The truth is that I was afraid of this house when I first saw it. I remember the creepy feeling in my gut when we walked in and saw that the master bedroom had a deadbolt on it that could lock someone in the room. I remember how much I disliked the old man who sold us the house. I remember my extreme feelings of irritation at the outrageous amount of awful wallpaper the previous owners had put up and at the fact that they had stained the light-colored carpet with orange wood polish in many places. I also remember the hideous bathroom with it's black linoleum countertop and floor, brown oak cabinets, and cream, maroon and silver wallpaper. And when we finally decided that it was all we could possibly afford as we had no down payment and Brandon would be the sole breadwinner while I attended college, I still wasn't happy about it.

It became ours the day before I forever changed my name, and our family moved us in while we were off on our honeymoon. When we returned home, my husband scooped me up, and carried me over the threshold. Then began the task of making the house a home.

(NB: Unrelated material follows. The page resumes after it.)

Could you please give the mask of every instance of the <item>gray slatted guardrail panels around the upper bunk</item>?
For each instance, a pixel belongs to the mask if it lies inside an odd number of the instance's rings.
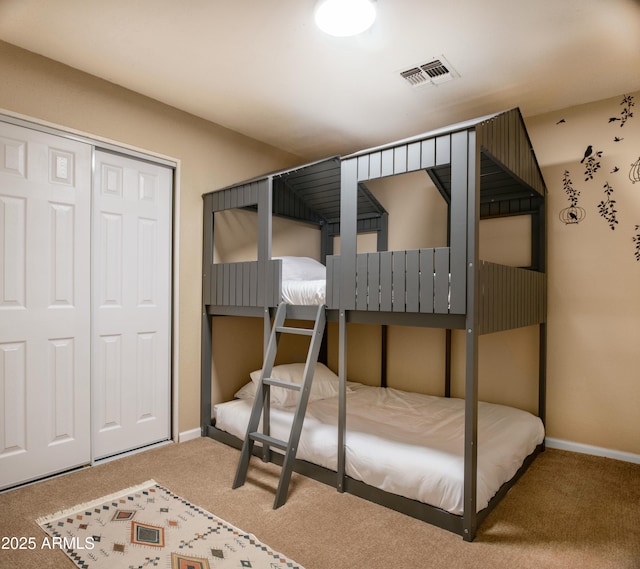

We began with removing the gosh-awful wallpaper, and creating lots of passionate memories--passionate love and passionate fights, in cycles. We bought new furniture and borrowed some old. We unpacked and found places for all of those wedding gifts, some useful, some bizarre. A year later, we brought home a rat terrier puppy who pissed all over that light colored carpet, adding to the stains. And a year after that, we ripped up that stained carpet and laid down laminate flooring with our ridiculous tax refund, and from that point on, there never was a question of where Daisy was in the house. You can hear her loudly clicking her toenails from any spot within the prescribed 1,000 square feet.

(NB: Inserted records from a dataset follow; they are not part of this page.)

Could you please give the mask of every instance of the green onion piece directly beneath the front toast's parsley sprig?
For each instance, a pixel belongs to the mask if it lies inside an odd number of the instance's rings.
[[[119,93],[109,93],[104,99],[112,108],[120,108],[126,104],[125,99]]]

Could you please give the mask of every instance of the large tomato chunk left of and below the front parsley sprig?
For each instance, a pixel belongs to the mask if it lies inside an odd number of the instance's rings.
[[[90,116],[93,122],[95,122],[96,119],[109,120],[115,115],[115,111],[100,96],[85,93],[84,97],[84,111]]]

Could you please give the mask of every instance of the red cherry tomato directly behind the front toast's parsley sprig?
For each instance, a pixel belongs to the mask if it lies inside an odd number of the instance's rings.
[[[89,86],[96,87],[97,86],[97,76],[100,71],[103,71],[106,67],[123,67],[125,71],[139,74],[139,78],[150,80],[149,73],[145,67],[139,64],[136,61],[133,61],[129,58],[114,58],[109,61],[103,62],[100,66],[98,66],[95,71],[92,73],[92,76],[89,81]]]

This place saw old friends move away and the beginning of new, lasting friendships. It saw plenty of card games, plenty of chicken and hamburger dinners cooked on the George Foreman (I didn't know how to cook back then), dinner parties established right in front of the door (we have no official dining area), slumber parties (my guests would happily sleep on our living room furniture or air mattress), the beginning and expansion of a piano/voice studio, several strange diet attempts (the most radical being the elimination of gluten when I discovered my wheat allergy), and multiple Christmas parties. These walls witnessed three major heartbreaks, a university transfer, and a church change. They witnessed alternating periods of mania and depression from my end and a strong, steadfast love and growth from Brandon's end. They witnessed lots of laughter and soul-wrenching sobs and the pain and joy found in finding comfort in one another's arms. They witnessed lots of self-discovery--Brandon and I not only loved each other, we liked each other, too; I didn't want to be an English professor. I wanted to stay home with my future children, give lots of children the gift of music, and write a bit on the side; Brandon found that he was not only cautious, but adventurous, too and embarked on an spec-house adventure; I discovered that I loved the stage; Brandon discovered that major changes aren't always bad.

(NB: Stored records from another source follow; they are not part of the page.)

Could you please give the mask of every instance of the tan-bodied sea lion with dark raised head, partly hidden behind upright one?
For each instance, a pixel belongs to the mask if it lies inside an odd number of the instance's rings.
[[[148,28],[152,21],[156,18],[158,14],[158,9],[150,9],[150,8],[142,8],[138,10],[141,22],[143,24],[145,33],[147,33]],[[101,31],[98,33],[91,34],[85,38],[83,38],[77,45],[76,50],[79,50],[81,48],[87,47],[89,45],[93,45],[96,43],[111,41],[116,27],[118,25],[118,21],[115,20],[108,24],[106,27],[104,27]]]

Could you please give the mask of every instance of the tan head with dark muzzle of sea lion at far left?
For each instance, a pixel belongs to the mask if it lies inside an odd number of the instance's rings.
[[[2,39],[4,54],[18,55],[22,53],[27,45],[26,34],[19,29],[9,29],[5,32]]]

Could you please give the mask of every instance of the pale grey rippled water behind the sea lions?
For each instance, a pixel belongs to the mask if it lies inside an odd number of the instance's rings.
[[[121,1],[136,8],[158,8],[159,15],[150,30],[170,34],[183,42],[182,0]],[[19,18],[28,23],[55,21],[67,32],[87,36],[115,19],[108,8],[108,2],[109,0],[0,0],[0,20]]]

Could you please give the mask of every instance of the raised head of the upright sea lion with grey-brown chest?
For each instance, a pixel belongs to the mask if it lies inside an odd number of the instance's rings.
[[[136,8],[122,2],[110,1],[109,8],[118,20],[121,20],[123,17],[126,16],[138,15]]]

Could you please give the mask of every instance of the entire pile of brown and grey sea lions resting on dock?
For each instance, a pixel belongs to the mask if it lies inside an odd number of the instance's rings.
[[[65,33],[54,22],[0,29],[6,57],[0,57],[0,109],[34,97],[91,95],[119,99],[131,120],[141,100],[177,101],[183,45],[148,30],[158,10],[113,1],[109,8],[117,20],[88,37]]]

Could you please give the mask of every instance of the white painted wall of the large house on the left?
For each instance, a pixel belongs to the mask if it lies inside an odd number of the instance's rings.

And then Micah was born. Here was a soul alive for the first time, and as a result, my soul found life again. My heart for the Lord had grown cold during the years of my college education, and when Micah came into the world, I experienced Him afresh. Over the past year (Micah turns 1 year old on Friday), this home has been more full with laughter and life than I would have thought possible when we bought this creepy thing five and a half years ago. Micah has grown from a tiny, squinty-eyed infant who could do nothing but eat, sleep and poop into a little boy who can say 8 words, light up the world with his belly laugh and captivate everyone in a room by his red-headed, fireball presence. And I was almost a dead soul that was about as unhappy as a person can be because I had tasted the joy of the Lord and had lost it. Then, by God's grace and infinite mercies, I slowly found my way back to the heart of the Lord and am once again experiencing the life He intends for all people--abundant life.

And this place saw it all . . .

And because of that, it will never be forgotten.

Praise be to the God who saw potential in this home when I did not. You are better to me than I deserve.